Search code examples
sqlpostgresqljoinpostgresql-9.6postgresql-performance

Best way to get distinct count from a query joining two tables (multiple join possibilities)


I have 2 tables, table Actions & table Users. Actions -> Users is many-one association.

Table Actions (has thousands of rows)

  • id
  • uuid
  • name
  • type
  • created_by
  • org_id

Table Users (has a max of hundred rows)

  • id
  • username
  • org_id
  • org_name

I am trying to get the best join query to obtain a count with a WHERE clause. I need the count of distinct created_bys from table Actions with an org_name in Table Users that contains 'myorg'. Also, (Actions.created_by = Users.username)

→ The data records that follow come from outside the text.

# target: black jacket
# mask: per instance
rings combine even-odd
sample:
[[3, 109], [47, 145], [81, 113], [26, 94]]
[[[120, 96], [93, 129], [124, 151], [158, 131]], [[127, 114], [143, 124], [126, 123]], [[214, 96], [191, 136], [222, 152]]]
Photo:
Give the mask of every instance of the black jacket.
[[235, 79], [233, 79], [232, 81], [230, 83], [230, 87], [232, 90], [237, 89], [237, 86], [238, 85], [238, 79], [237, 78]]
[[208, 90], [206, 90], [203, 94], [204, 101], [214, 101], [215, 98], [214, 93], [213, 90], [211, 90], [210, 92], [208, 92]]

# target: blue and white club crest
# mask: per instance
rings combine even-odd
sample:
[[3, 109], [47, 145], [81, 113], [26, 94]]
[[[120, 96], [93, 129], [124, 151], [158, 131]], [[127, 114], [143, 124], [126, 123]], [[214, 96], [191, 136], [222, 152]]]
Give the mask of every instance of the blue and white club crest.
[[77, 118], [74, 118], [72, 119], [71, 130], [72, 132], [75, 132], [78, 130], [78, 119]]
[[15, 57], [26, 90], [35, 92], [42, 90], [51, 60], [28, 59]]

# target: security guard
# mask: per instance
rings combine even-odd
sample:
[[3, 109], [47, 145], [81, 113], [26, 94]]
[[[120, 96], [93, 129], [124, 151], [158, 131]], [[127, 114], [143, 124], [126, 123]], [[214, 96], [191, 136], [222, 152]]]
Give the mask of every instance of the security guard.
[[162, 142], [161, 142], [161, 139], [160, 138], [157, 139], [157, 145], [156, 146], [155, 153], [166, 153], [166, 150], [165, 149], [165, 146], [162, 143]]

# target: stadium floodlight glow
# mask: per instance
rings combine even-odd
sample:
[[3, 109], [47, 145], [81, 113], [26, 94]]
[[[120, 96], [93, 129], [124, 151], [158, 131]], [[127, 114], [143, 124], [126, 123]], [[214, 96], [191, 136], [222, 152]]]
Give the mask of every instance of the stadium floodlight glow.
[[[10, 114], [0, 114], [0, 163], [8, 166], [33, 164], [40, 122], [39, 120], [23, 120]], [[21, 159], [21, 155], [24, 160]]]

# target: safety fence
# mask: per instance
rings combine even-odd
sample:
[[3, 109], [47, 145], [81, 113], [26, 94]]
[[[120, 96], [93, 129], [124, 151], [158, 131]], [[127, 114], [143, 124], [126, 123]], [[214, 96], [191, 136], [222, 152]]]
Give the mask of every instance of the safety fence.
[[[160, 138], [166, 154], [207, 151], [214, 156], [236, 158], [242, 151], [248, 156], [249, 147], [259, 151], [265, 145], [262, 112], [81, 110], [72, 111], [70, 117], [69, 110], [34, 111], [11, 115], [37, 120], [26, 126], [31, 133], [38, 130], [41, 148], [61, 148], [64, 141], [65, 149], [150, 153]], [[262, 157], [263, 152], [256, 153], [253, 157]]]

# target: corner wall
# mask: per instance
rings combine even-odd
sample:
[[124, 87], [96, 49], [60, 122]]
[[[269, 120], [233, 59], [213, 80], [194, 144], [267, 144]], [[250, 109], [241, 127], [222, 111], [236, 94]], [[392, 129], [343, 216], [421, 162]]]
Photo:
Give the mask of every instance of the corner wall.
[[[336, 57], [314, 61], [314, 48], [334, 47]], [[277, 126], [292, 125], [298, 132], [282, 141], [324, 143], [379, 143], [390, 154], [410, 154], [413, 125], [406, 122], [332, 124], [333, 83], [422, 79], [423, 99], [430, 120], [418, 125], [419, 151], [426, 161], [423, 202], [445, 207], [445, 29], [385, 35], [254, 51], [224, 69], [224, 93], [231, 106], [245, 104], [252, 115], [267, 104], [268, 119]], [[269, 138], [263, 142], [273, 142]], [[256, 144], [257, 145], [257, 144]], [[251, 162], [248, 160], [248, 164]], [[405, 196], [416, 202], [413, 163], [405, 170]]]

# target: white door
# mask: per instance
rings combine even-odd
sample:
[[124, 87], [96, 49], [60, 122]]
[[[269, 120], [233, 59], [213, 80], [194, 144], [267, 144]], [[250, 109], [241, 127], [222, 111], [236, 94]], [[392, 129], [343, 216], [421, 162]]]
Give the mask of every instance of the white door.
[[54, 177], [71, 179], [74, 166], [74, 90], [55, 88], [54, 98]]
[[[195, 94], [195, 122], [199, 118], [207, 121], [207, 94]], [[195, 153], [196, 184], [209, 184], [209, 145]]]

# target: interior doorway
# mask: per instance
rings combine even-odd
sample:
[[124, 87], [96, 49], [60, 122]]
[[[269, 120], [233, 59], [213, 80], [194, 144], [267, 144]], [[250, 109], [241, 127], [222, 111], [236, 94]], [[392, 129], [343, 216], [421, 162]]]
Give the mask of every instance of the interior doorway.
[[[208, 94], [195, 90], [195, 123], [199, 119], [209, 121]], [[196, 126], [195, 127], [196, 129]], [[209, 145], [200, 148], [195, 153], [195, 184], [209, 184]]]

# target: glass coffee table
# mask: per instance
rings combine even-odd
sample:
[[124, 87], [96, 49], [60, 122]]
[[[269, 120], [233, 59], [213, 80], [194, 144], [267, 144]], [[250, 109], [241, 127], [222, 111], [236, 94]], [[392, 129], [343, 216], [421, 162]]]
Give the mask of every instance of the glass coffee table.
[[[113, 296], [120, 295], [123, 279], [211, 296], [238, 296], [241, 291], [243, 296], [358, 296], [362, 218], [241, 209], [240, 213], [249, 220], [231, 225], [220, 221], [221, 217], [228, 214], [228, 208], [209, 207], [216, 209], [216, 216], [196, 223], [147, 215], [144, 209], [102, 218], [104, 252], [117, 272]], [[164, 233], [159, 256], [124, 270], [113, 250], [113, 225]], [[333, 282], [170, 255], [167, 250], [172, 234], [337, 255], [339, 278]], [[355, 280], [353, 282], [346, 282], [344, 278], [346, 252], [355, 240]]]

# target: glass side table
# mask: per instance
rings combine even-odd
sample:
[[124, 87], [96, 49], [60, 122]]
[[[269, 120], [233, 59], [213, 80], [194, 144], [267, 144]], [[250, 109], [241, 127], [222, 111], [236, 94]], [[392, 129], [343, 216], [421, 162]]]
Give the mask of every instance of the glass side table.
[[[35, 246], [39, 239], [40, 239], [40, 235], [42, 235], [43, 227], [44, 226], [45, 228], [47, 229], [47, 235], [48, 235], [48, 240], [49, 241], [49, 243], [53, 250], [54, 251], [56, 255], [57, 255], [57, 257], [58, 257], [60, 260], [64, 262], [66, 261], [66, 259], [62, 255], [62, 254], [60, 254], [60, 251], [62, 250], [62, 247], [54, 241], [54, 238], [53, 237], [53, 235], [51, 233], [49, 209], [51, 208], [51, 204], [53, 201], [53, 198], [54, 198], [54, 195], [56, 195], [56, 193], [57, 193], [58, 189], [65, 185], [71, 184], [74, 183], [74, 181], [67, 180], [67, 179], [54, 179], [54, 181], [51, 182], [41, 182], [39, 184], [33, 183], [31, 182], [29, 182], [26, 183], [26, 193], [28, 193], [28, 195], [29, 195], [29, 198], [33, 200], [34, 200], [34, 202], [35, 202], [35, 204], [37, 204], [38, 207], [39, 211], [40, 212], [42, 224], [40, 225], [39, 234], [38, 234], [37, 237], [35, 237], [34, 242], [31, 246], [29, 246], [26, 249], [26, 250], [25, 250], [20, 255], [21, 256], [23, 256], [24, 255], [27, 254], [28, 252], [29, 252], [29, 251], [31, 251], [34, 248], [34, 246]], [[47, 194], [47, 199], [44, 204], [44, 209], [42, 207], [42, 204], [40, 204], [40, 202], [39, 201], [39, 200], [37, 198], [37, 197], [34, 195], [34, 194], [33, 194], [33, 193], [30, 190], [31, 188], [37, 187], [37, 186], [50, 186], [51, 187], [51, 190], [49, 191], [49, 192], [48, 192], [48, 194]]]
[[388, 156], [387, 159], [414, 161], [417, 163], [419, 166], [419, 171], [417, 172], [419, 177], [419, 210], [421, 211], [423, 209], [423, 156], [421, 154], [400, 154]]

I currently have the below queries (producing expected results) and wonder which is better and if it can be optimized further?

Query 1:

select count(distinct Actions.created_by)
from Actions join
     Users
     on Users.org_id = Actions.org_id 
where Users.org_name like '%myorg%';

Query 2:

select count(distinct Users.username)
from Users join
     Actions
     on Actions.created_by = Users.username 
where Users.org_name like '%myorg%';

Solution

  • The fastest approach is to modify the second query:

    select count(*)
    from Users u
    where exists (select 1
                  from Actions a
                  where a.created_by = u.username 
                 )
    and u.org_name like '%myorg%';
    

    Then the best index is on actions(created_by).